Maybe you’ve been to Jerry Kleiner’s Carnivale, Il Poggiolo, or his shuttered Opera, but unless you tagged along to one of the restaurateur’s vaunted holiday parties you probably haven’t been inside Kleiner’s Noble Square mansion. The converted 1923 industrial garage is a dreamscape of larger-than-life pottery, expressive upholstery, cartoonish lighting, and pillows that litter the floors like enormous puff pastries.
The place really does need the abundance of colorful furnishings—how else would one man with grown children bring life to 9,000 square feet of interior space?
The structure was originally an industrial garage, and Kleiner’s 1998 single-family conversion kept vestiges of that use in the garage door front entryway (now floor-to-ceiling glass), the curb cut, and the great room’s 35 foot ceiling, trusses, and industrial skylight.
A lot of the custom woodwork, doors (with door knobs the size of melons), and trim were added in a 2008 updating. Even when ceiling heights aren’t 35’, they’re still a comfortable 15’. This, coupled with finishes best described as off-kilter classic, bestows the main floor living areas with an art gallery aura. It’s not always clear what to touch and what not to (easiest, for me, not to touch anything).
The kitchen, on the other hand, is practically an industrial test kitchen built to withstand rough handling and mishaps. The thing is huge, with a long stainless steel prep station, an island, pantry, and all the tools for the job. Checkered floors cover 750 square feet and the space also has floor-to-ceiling windows to the landscaped courtyard containing a putting green, limestone grotto, wading pool, and speaker system. Rounding out the main level is the master suite: a 500-square-foot bedroom with an attached tile bathroom sporting a large Jacuzzi, steam shower, double vanity, and a chandelier.

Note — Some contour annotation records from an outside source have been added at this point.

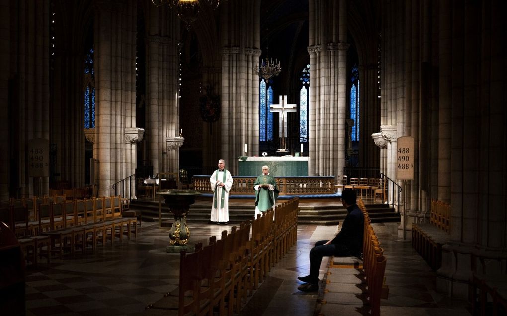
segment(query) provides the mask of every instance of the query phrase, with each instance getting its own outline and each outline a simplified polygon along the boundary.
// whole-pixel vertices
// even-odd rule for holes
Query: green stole
[[[219,179],[219,172],[220,172],[220,169],[216,169],[216,173],[215,174],[215,180],[218,180]],[[224,168],[224,179],[222,180],[222,182],[224,183],[225,183],[225,178],[226,178],[226,176],[227,176],[227,169],[226,169],[226,168]],[[221,207],[220,208],[221,209],[224,208],[224,200],[225,200],[225,188],[224,188],[224,187],[222,188],[222,203],[220,203],[220,206],[221,206]],[[218,205],[217,205],[217,203],[216,203],[216,188],[215,188],[214,198],[213,199],[213,200],[215,200],[215,208],[216,208],[217,207],[218,207]]]

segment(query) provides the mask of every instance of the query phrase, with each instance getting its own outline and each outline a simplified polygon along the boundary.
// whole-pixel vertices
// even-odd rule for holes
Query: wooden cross
[[[285,144],[285,138],[287,137],[287,113],[296,112],[297,104],[288,104],[287,103],[287,96],[280,96],[279,104],[271,104],[269,106],[270,110],[272,112],[277,112],[280,117],[280,138]]]

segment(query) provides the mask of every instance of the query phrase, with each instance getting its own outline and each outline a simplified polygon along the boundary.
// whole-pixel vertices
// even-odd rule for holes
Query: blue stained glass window
[[[95,88],[92,92],[92,128],[95,128]]]
[[[261,81],[260,111],[259,111],[259,139],[261,142],[266,142],[266,81],[263,79]]]
[[[273,112],[269,110],[269,106],[273,104],[273,88],[268,88],[268,140],[273,140]]]
[[[299,138],[301,143],[306,143],[308,139],[308,91],[304,85],[299,92],[301,104],[300,105]]]
[[[350,87],[350,118],[354,120],[352,126],[352,142],[359,141],[359,70],[357,66],[352,70],[351,76],[352,86]]]
[[[90,128],[90,87],[85,91],[85,128]]]
[[[354,125],[352,126],[352,142],[357,141],[356,138],[356,123],[357,119],[357,113],[356,112],[356,93],[357,93],[357,89],[355,87],[355,84],[353,84],[352,88],[350,89],[350,118],[354,120]]]
[[[301,143],[308,142],[308,103],[310,85],[310,65],[303,68],[299,78],[303,87],[299,91],[299,139]]]
[[[83,106],[85,112],[85,128],[95,128],[95,90],[93,85],[95,71],[93,69],[93,49],[90,50],[85,60],[85,78],[88,81],[85,90]]]

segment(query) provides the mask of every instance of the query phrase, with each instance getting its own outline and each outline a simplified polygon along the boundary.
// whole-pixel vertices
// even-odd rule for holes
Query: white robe
[[[213,172],[213,174],[211,174],[211,176],[209,178],[209,181],[211,184],[211,190],[213,193],[213,202],[211,203],[211,221],[229,221],[229,192],[231,191],[233,179],[229,170],[226,169],[226,171],[227,172],[227,174],[226,174],[225,182],[224,183],[225,186],[224,187],[218,185],[222,182],[222,180],[224,179],[224,171],[220,171],[220,169],[217,169]],[[217,172],[219,173],[218,179],[216,174]],[[225,190],[223,206],[221,205],[222,204],[223,190]],[[215,208],[215,190],[216,190],[216,198],[218,200],[216,201],[216,208]]]

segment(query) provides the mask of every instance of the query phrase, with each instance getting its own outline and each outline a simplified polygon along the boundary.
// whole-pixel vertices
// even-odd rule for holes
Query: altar
[[[274,176],[308,176],[309,157],[240,157],[238,158],[238,175],[257,176],[262,173],[262,166],[269,167]]]

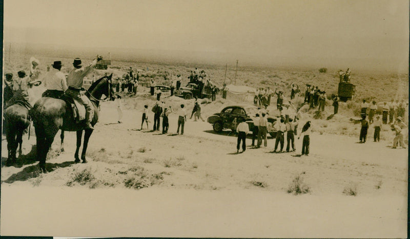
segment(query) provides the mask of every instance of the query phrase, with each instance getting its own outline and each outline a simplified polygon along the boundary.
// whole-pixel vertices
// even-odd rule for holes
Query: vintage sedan
[[[217,113],[208,117],[207,121],[213,126],[214,131],[217,133],[222,132],[224,129],[230,129],[236,131],[239,124],[238,119],[242,118],[249,125],[249,130],[252,131],[254,127],[253,120],[256,117],[258,109],[253,105],[238,105],[226,107],[220,113]],[[268,133],[272,137],[276,135],[276,131],[273,129],[273,125],[277,118],[268,115]]]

The original industrial operations would’ve needed just one level, and so it makes sense that the second floor collects the add-ons. Two bedrooms, some storage space, and a half-bath are at the top of a monumental staircase. It’s a bit anticlimactic, but it still has plenty of quirks: the bedrooms and storage area are railroaded with short, pyramidal sets of stairs between each room. The roof slants into each space. It’s not bad, just funny.
Kleiner is working on some Los Angeles projects, so he’s in town a lot less. He’s looking at moving downtown to a doorman building, according to Coldwell Banker listing agent Joseph Gasbarra. Inevitably, there remains a strong attachment to such a personal space. “Last year, despite solid interest and five good offers, I don’t think he was completely ready to sell,” says Gasbarra. There’s been one showing and a couple of showing requests in the few days since re-listing.
“With Google coming to the West Loop, people working over there may look to live around here,” says Gasbarra. This probably won’t influence Kleiner’s sale, since Google isn’t making the move until 2016. There could, however, be a noticeable impact on single-family pricing as few exist in the West Loop.
Price Points: Kleiner’s handcrafted palace was put up for sale in February 2011 for $2.9 million (Kleiner paid $400k for the raw structure in ‘98). Gasbarra took over the listing in September 2012 with a new ask of $2.675 million. It was hard to refuse four months of super high rent from an oversees tenant, and so the listing disappeared from January through April of this year. The renewed push, at $2.795 million, is a serious one.
Four of 2013’s five offers were cash—people are serious about scoring this place.